Well, at least he remembered it this time. That’s about as much as can be said for Ed Miliband’s heavily trailed speech on the deficit yesterday morning, as he attempted to set out Labour’s credentials on the economy and attempt to close the gap on the Conservatives when it comes to economic credibility.
Unfortunately, Mr Miliband made the same mistake as many other politicians do; to wit, hoping a speech would make an awkward issue go away (that January 2013 Europe speech sure took the EU off the front pages, right, Prime Minister?).
The Labour leader would cut spending to the point that the current deficit would be eliminated “as soon as possible,” but he wouldn’t cut it down to the level proposed by George Osborne, who is planning to get down to 35 per cent of GDP. Unfortunately, getting spending down to around that level is the direction of travel that we need to move in. He promised to bring the deficit down every year, a worthy goal, but didn’t furnish us with detail about how much he’d bring it down by.
We’ll still “borrow to invest” under a Miliband government – as if borrowing for capital projects is different from borrowing for any other purpose. Perhaps most strikingly, Miliband promised to be very clear about where the cuts would come from. Very clear at some point in the undefined future that is – yet another dodge, duck, dip, dive and dodge from a politician. It’s one we’re becoming all too familiar with.
Miliband did, of course, once again promise he wouldn’t go as far as the Tories who want to bring spending down to 1930s levels. The 1930s, you see, were a time of hunger, unemployment, depression and widespread poverty…
Here, the 1930s saw average economic growth of 3.3 per cent, and if you applied that figure to today’s economy we’d be looking at an economy 6.5 per cent larger than existing forecasts by 2019-20. The nature of our spending has changed dramatically since then, so comparisons to the Road to Wigan Pier are frankly disingenuous, with health and welfare systems of a size and scale that none in the 1930s could ever have envisioned. Furthermore, the Chancellor’s plans wouldn’t take us back to 1930s levels – they’d take us back to where we were in 2008.

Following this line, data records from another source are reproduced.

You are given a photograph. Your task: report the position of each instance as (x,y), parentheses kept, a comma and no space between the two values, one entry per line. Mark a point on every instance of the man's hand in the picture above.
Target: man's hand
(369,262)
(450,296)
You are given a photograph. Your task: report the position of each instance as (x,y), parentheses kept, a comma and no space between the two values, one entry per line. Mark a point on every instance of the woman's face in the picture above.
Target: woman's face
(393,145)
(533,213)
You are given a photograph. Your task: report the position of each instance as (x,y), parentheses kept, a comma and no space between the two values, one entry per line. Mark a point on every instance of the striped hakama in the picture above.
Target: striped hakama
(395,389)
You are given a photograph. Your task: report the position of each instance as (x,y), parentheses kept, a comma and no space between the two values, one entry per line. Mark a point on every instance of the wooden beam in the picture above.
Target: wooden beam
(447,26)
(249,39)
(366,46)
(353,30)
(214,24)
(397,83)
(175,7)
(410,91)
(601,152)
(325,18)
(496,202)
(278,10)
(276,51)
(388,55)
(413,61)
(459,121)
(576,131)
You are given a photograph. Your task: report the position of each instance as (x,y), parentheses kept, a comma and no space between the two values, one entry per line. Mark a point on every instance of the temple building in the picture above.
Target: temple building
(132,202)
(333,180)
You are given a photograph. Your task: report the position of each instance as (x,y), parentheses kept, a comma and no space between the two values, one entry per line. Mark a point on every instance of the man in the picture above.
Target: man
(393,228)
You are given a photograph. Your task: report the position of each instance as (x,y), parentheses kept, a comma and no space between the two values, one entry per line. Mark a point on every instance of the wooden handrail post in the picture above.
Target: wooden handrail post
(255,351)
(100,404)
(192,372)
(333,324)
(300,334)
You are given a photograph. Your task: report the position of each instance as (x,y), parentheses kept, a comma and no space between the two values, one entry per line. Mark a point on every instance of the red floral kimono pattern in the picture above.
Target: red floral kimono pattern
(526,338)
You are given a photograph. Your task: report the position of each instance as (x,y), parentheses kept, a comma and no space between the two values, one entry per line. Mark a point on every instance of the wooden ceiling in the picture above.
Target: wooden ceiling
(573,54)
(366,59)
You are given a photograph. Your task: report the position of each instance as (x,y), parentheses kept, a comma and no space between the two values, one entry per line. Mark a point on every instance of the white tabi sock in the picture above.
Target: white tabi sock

The funny thing is that the deficit should actually be fertile ground for the Chancellor’s opponents. He’s missed every deficit target he’s set himself and then, badger-like, has shifted the goalposts. The Autumn Statement last week set out lots of admirable principles about the deficit, but where the next tranche of savings will be found remains worryingly unclear, not least because of the ridiculous insistence on ring-fencing certain budgets.
A couple of weeks back, a “secret” recording of Kwasi Kwarteng at an IEA event revealed that – shock – some politicians think it might be useful to look at ring-fenced health and international aid budgets if we’re going to bring the deficit down. The boss of NHS England reckons the Health Service could save £22 billion through efficiencies, yet instead of asking him to do so politicians of all stripes are queuing up to sign more taxpayer-funded cheques.
If a budget is only ever going to go up, it’s not a budget – it’s a target. There’s no incentive to find savings – and with the Health Service budget now north of £100 billion, we need to find those savings if we’re going to realistically start to pay off the Treasury’s £1.4 trillion credit card bill.
So what are we left with? The Chancellor provided little detail of where he’d find the necessary savings in his Autumn Statement. The Leader of the Opposition, a man who stands a very good chance of inheriting the debt and the deficit, will only tell us what he’ll do to save money once he’s in Government, after he’s “protected” the NHS and other “limited” areas of spending. Nick Clegg is promising to raise taxes, and Nigel Farage’s tax-and-spend policies rarely last a news cycle before being binned.
Politicians don’t give the electorate enough credit, and they’ll see through empty promises and vague commitments. It’s time for a little more honesty, a little more bravery. Politicians may well be pleasantly surprised by the reaction if they were straight with taxpayers.